The Sexuality Lure, Balancing Hormones and the Mind

As I had my early morning coffee, the "Dear Abby" column caught my eye. A reader wrote in with a dating dilemma and ended her letter with that often-heard stereotype that "Women utilize sex to obtain love, and guys use love to obtain sex." This is a great summation of the "Sex Trap."

The Sex Trap resembles the Love Trap, where songs translate great sex as love. Those who fall into the Sex Trap go even further since for these singles, having sex brings immense meaning and effects.

Singles fall under the Sex Trap in one (or both) of two ways:

A.they think sex is a necessary test of compatibility, (if the sex readies then the relationship will be great also).

B.more typically, all consciousness heads out the window, and one or both formerly level-headed singles consider themselves a committed couple as quickly as they have sex.
Rather than looking at whether this other individual might be a match on levels other than physical destination-- such as long-lasting requirements, requirements, and desires-- they are blind-sided by the chemistry under the covers.

No doubt, it can be challenging to communicate with truth when all those hormonal agents are running wild. Our body responds to somebody we are drawn in to by producing hormonal agents such as PEA or phenylethylamine (natural amphetamine), dopamine and norepinephrine (natural mood enhancers), and testosterone ( boosts libido), that makes the opportunity to make love with somebody we are attracted to incredibly tough to resist. Then, after orgasm, we produce oxytocin (which acts upon the hypothalamus to produce emotions), which makes us feel very near to and bonded with our sex partner. moved here

These chemical reactions are uncontrolled and strong , causing effective sensations of tourist attraction, excitement, closeness, love, and well-being .

But when problems emerge, those who fall into the Sex Trap typically justify by believing, "Well, we've got issues, but the sex is great!" They most likely would not admit it, but they focus on physical intimacy and relate to the rest as optional. Their main hunting tools are sexual tourist attraction and physical compatibility.

Barry North, an RCI coach who works mainly with gay males, states that much of his customers have fallen into the Sex Trap.

" For gay males particularly in urbane locations, sex is easily available, which in itself is a trap," North says. "In addition, the culture, with its focus on physical look, motivates sex. If a possible partner is going check these guys out to be sexually suitable, many gay men want to discover out from the beginning. Why waste your time if the sex isn't going to be great?".

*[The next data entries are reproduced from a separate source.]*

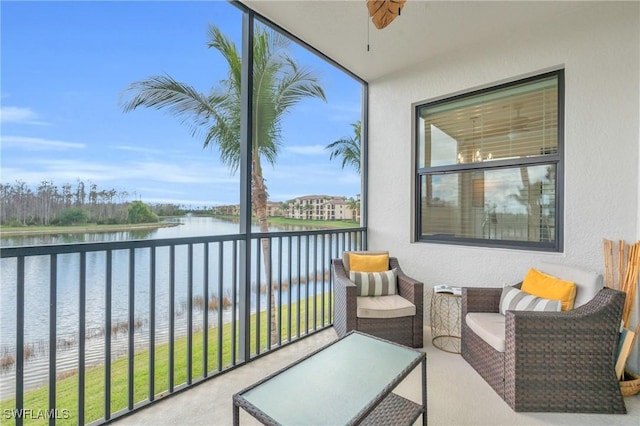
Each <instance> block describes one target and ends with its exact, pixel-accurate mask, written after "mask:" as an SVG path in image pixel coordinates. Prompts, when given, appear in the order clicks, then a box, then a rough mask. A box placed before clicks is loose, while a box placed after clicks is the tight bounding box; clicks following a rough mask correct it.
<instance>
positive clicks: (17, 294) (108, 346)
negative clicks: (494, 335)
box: [0, 228, 366, 425]
mask: <svg viewBox="0 0 640 426" xmlns="http://www.w3.org/2000/svg"><path fill="white" fill-rule="evenodd" d="M365 238H366V230H365V228H354V229H348V230H321V231H304V232H278V233H265V234H251V235H250V237H246V236H244V235H225V236H209V237H196V238H176V239H155V240H142V241H122V242H107V243H91V244H64V245H49V246H29V247H7V248H3V249H2V250H1V258H2V260H1V262H2V263H1V265H0V266H1V267H2V281H3V282H2V287H3V288H2V295H3V297H2V299H3V300H2V301H1V303H2V309H3V310H6V312H11V313H12V314H15V315H10V316H3V322H5V319H7V318H8V321H7V322H10V323H11V324H3V325H2V334H3V335H4V337H3V338H2V347H1V348H0V350H1V351H2V353H0V355H1V356H2V371H1V372H0V374H2V376H1V378H2V383H3V384H2V387H1V388H0V392H1V398H0V407H2V412H1V413H0V415H2V417H3V424H5V422H7V423H11V422H14V424H16V425H21V424H23V422H24V421H25V420H26V421H28V422H29V423H31V421H32V420H34V419H35V420H38V422H39V423H41V424H45V423H49V424H52V425H53V424H55V423H56V421H61V422H64V423H68V422H70V421H71V422H73V423H76V424H87V423H95V424H100V423H104V422H107V421H109V420H112V419H115V418H117V417H120V416H122V415H124V414H127V413H129V412H131V411H132V410H135V409H138V408H141V407H143V406H146V405H148V404H150V403H153V402H154V401H156V400H158V399H160V398H162V397H165V396H167V395H170V394H172V393H175V392H177V391H181V390H184V389H185V388H188V387H190V386H193V385H195V384H196V383H198V382H201V381H203V380H207V379H209V378H211V377H214V376H216V375H217V374H220V373H223V372H225V371H228V370H230V369H232V368H233V367H234V366H237V365H240V364H243V363H245V362H247V361H250V360H251V359H253V358H255V357H257V356H260V355H261V354H264V353H267V352H268V351H270V350H273V349H275V348H278V347H281V346H283V345H286V344H288V343H290V342H293V341H296V340H297V339H299V338H302V337H304V336H306V335H310V334H312V333H313V332H315V331H319V330H321V329H324V328H326V327H329V326H331V325H332V323H333V308H332V303H333V286H332V282H331V277H330V262H331V259H332V258H334V257H338V256H340V254H341V253H342V252H343V251H344V250H359V249H362V248H363V247H365V246H366V243H365ZM14 330H15V332H14Z"/></svg>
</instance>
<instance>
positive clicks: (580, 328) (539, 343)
mask: <svg viewBox="0 0 640 426" xmlns="http://www.w3.org/2000/svg"><path fill="white" fill-rule="evenodd" d="M501 292H502V289H501V288H486V287H484V288H469V287H467V288H463V292H462V319H463V321H462V357H463V358H464V359H465V360H466V361H467V362H468V363H469V364H470V365H471V366H472V367H473V368H474V369H475V370H476V371H477V372H478V373H479V374H480V375H481V376H482V377H483V378H484V379H485V380H486V381H487V383H489V385H491V387H492V388H493V389H494V390H495V391H496V392H497V393H498V394H499V395H500V396H501V397H502V398H503V399H504V400H505V401H506V402H507V404H509V406H511V408H512V409H513V410H514V411H544V412H585V413H586V412H590V413H620V414H624V413H626V408H625V405H624V401H623V399H622V396H621V394H620V388H619V384H618V380H617V378H616V375H615V371H614V363H615V359H614V357H615V354H616V350H617V342H618V332H619V328H620V320H621V316H622V308H623V305H624V299H625V295H624V293H622V292H620V291H617V290H612V289H609V288H603V289H601V290H600V291H599V292H598V293H597V294H596V296H595V297H594V298H593V299H591V300H590V301H589V302H587V303H585V304H583V305H581V306H579V307H577V308H575V309H573V310H571V311H563V312H531V311H507V313H506V315H505V324H504V325H505V350H504V352H500V351H498V350H496V349H494V347H493V346H491V345H489V344H487V342H486V341H485V340H483V339H482V338H480V337H479V336H478V335H477V334H476V333H474V331H473V330H471V329H470V328H469V326H468V325H467V321H466V320H465V318H467V313H470V312H498V308H499V304H500V295H501Z"/></svg>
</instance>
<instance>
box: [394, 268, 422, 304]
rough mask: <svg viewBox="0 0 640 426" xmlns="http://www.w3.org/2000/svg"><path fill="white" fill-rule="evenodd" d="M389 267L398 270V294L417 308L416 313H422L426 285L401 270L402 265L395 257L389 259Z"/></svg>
mask: <svg viewBox="0 0 640 426" xmlns="http://www.w3.org/2000/svg"><path fill="white" fill-rule="evenodd" d="M389 267H390V268H391V269H393V268H395V269H396V274H397V275H398V294H399V295H400V296H402V297H404V298H405V299H407V300H408V301H410V302H411V303H413V304H414V305H415V306H416V311H418V312H422V307H423V294H424V290H423V289H424V284H423V283H422V282H420V281H418V280H416V279H414V278H411V277H409V276H408V275H407V274H405V273H404V271H403V270H402V268H400V263H399V262H398V259H397V258H395V257H390V258H389Z"/></svg>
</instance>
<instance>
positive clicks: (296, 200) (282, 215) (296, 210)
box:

However, North includes, "I suspect this is a ' man' thing rather than a 'gay' thing.".
I do want to explain that chemistry is very important. Chemistry is a provided that we cannot control in a relationship; it is either there or not there, and it needs to be there for the partnership to work. If not there, we cannot "make" chemistry happen, though often it can grow gradually.

navigate to this site Singles who pursue a relationship based upon sexual chemistry threat relationship failure when the hormone-induced intoxication uses off and truth hits.

To avoid the Sex Trap, you must stabilize your heart (and hormones) with your head. This suggests combining chemistry with common sense. While excellent sex is necessary for a sustainable relationship, you have to make your partner choices by paying full attention to your vision, requirements, values, and goals -- while feeling all those amazing triggers!